If you’re using Flash on your machine, it’s time you check for an update and install the latest one available. That’s because last night, Adobe issued an emergency patch for its popular plug-in, which fixes a zero-day flaw that was being exploited in the wild.
The vulnerability was discovered by Japanese security research company, Trend Micro, which explained on its blog that this flaw was already being used by cyber criminals. The Flash exploit was being used in so-called ‘drive-by’ attacks, where a user’s machine can get infected just by visiting a malicious website.

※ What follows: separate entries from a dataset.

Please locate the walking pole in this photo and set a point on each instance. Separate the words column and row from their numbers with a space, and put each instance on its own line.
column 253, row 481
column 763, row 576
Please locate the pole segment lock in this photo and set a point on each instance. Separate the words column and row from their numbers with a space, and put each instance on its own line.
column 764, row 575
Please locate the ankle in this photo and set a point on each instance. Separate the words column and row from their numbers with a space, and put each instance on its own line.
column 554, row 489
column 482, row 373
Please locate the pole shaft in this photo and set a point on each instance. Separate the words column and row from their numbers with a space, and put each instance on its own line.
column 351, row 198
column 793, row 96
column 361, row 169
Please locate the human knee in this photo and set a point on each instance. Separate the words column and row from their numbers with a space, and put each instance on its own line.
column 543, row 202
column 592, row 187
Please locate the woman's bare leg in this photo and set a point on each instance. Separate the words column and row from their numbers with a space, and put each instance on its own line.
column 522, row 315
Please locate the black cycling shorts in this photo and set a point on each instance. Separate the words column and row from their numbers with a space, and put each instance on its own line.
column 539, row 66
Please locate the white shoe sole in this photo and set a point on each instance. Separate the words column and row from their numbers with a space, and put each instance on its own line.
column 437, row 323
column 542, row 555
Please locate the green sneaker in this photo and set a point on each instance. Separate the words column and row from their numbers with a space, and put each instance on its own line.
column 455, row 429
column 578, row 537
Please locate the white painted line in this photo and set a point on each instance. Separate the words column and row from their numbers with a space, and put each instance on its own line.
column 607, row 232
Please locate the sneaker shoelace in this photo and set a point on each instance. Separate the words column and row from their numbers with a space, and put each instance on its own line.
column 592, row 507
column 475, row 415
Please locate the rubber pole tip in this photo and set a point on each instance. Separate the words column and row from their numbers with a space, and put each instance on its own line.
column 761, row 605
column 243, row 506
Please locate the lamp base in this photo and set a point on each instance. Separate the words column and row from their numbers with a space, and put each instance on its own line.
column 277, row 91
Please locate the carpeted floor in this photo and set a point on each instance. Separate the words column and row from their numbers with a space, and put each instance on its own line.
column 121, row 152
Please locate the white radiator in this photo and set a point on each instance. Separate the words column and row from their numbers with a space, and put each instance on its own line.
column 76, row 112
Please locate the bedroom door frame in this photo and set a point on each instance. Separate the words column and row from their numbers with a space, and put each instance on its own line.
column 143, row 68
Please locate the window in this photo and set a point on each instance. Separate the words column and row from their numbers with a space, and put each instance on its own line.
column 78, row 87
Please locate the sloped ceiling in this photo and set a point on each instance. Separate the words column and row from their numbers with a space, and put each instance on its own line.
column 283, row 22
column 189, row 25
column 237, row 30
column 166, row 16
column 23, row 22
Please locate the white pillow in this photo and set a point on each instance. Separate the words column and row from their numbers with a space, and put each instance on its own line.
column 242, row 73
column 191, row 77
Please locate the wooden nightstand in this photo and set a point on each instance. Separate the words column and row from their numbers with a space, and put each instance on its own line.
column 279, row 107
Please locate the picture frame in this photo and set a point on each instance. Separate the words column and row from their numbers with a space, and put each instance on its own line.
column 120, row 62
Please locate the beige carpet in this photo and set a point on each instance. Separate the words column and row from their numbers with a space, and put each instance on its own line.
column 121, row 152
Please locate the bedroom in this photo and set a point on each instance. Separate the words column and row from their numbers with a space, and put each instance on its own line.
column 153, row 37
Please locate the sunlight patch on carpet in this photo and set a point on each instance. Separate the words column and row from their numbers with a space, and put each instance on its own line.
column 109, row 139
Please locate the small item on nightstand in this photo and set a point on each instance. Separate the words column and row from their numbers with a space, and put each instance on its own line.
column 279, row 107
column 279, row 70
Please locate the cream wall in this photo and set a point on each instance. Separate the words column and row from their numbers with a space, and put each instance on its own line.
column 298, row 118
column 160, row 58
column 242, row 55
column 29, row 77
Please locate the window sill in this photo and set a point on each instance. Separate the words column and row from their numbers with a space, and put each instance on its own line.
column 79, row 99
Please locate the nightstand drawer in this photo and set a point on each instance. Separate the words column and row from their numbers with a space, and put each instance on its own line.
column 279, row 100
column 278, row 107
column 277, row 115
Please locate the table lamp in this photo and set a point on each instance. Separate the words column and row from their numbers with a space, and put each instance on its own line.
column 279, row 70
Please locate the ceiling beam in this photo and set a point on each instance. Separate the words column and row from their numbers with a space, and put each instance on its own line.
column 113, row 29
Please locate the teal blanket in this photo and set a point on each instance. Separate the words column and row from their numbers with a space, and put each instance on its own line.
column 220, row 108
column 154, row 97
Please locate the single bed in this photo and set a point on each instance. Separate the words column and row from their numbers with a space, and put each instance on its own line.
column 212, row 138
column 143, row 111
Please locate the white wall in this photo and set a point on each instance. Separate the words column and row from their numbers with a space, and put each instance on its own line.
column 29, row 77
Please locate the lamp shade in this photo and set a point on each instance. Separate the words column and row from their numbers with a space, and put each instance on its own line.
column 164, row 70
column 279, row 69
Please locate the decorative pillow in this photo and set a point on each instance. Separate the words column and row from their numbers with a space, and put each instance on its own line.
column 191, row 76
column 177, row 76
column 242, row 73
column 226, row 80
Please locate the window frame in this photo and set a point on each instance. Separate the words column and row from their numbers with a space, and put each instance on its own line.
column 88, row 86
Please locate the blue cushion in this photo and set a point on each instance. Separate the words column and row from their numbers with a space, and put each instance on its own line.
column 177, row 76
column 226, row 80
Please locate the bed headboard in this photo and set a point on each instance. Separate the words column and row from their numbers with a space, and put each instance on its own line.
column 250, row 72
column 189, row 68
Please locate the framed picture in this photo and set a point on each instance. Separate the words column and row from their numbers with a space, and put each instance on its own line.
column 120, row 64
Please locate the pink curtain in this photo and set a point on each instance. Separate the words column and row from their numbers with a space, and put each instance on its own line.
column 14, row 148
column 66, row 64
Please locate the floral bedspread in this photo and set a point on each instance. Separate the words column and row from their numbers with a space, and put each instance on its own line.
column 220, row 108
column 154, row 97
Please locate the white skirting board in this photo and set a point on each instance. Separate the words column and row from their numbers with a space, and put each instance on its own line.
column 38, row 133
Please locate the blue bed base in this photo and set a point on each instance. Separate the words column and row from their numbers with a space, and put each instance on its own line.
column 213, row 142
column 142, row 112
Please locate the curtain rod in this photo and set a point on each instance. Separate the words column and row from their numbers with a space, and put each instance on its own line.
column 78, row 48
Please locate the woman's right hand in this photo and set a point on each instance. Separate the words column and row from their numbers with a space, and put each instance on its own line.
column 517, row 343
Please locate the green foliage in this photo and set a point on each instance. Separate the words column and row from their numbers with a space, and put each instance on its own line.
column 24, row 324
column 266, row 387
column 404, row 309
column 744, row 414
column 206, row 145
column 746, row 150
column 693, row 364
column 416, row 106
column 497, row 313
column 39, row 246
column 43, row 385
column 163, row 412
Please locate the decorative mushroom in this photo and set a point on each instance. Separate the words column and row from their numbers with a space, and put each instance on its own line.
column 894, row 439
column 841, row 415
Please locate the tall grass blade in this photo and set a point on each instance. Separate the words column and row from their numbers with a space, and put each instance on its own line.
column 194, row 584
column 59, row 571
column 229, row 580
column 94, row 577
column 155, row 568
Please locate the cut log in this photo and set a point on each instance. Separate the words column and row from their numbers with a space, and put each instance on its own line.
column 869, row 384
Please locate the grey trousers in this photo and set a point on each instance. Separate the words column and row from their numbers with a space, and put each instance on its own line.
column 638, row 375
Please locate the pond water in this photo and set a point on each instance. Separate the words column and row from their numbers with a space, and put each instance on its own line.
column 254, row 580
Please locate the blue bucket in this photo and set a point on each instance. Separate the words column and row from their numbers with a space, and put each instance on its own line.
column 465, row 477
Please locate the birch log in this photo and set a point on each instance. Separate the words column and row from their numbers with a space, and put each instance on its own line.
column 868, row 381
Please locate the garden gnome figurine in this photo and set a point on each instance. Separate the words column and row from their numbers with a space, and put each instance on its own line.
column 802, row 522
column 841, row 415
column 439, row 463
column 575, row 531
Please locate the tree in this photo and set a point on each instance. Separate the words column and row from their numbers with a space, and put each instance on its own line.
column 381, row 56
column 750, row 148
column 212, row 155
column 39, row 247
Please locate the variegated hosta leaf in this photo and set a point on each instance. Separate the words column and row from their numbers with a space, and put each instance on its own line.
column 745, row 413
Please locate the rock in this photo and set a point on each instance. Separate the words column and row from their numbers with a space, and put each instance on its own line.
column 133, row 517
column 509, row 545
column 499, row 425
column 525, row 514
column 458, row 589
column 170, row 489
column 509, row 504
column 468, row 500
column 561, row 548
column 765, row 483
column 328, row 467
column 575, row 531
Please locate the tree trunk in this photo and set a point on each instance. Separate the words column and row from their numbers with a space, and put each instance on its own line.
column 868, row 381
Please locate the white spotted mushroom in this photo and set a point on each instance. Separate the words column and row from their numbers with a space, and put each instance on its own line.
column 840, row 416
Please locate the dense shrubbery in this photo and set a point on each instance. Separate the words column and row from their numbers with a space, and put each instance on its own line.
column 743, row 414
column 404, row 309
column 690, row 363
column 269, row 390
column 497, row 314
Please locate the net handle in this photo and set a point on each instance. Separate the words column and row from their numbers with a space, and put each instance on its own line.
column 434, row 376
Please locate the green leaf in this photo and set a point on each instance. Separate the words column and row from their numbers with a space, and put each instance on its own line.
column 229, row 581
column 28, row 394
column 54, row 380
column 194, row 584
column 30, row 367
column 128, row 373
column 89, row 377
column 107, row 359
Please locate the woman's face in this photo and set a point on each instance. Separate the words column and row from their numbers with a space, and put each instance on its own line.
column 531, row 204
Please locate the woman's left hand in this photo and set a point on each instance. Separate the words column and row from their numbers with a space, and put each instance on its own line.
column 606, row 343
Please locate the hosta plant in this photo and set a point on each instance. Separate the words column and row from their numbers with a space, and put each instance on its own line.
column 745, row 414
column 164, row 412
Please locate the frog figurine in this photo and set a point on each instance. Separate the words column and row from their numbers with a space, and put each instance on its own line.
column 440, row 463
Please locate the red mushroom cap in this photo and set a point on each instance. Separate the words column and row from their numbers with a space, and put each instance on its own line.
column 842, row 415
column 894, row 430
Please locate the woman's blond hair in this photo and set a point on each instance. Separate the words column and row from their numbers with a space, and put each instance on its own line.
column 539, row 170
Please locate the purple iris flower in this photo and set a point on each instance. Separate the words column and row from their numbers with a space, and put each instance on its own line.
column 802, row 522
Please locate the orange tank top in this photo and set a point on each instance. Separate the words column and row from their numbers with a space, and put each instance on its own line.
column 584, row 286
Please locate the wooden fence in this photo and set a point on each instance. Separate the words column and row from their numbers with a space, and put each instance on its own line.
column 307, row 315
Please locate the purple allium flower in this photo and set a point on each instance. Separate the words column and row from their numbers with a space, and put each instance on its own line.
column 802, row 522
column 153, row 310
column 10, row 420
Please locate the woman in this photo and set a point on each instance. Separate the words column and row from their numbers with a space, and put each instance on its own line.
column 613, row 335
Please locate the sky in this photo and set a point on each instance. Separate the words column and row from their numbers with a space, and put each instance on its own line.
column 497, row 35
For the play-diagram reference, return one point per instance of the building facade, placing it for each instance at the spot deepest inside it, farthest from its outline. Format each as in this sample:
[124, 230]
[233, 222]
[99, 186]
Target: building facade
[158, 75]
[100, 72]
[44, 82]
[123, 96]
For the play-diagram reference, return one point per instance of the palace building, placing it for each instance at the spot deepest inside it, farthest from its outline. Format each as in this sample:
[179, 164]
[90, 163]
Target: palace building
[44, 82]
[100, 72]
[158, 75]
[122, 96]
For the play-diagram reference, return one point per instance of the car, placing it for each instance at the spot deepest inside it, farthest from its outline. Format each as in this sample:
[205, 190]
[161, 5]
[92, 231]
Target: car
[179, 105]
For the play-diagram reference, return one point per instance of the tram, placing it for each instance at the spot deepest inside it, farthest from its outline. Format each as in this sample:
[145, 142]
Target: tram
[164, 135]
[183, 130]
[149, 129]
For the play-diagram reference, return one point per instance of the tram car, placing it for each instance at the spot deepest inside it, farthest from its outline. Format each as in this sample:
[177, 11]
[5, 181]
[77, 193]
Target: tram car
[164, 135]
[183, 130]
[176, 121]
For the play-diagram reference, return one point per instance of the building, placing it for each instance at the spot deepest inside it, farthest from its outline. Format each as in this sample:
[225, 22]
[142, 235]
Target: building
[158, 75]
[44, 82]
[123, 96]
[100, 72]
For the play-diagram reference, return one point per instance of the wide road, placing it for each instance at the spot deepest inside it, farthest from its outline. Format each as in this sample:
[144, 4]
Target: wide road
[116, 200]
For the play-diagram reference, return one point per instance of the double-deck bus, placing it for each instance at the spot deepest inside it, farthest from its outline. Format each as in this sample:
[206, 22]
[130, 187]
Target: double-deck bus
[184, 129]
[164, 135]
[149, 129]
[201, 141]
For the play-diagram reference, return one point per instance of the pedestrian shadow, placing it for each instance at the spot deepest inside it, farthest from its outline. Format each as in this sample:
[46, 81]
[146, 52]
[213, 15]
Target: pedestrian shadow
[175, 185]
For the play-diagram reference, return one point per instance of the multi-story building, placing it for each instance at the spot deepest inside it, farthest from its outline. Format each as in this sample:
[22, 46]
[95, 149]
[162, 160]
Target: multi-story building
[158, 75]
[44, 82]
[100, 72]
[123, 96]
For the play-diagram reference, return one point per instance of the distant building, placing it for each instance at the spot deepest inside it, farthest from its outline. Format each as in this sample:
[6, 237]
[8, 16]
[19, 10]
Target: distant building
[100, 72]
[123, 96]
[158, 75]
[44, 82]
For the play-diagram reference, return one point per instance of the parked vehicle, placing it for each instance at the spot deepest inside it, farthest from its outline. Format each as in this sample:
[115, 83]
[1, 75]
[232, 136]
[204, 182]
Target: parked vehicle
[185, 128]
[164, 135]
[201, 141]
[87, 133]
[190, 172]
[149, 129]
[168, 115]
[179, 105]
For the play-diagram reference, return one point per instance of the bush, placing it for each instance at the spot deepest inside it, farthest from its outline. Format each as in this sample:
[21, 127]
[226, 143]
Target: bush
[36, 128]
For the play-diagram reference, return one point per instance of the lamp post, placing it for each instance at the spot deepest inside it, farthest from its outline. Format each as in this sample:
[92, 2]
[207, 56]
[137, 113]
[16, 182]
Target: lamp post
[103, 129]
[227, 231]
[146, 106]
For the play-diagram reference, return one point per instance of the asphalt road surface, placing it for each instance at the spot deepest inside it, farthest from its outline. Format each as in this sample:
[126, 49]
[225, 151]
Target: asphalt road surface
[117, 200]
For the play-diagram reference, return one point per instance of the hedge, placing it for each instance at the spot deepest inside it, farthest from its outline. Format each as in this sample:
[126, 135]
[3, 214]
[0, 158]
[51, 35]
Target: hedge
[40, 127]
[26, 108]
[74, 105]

According to Trend Micro this specific zero-day was incorporated in a exploit kit that’s being sold on the dark web in Russia. It’s also being used to infect machines with a type of ransomware called Cerber. This encrypts an infected machine and then demands payment, usually in the form of bitcoins, for the unlock key.
Ransomware has quickly become a major cyber security problem, with numerous users and institutions suffering attacks around the world. What’s worse is that most such institutions end up paying the cybercriminals, fueling a nefarious industry.
That’s why it’s always good to keep your software up to date. If you installed Flash manually, you’ll need to check for updates and install the latest ones as soon as possible. The latest version, which contains the fix to this flaw, is 18.104.22.168. If you only rely on Edge or Chrome as your browsers, these already contain Flash and will get updated automatically.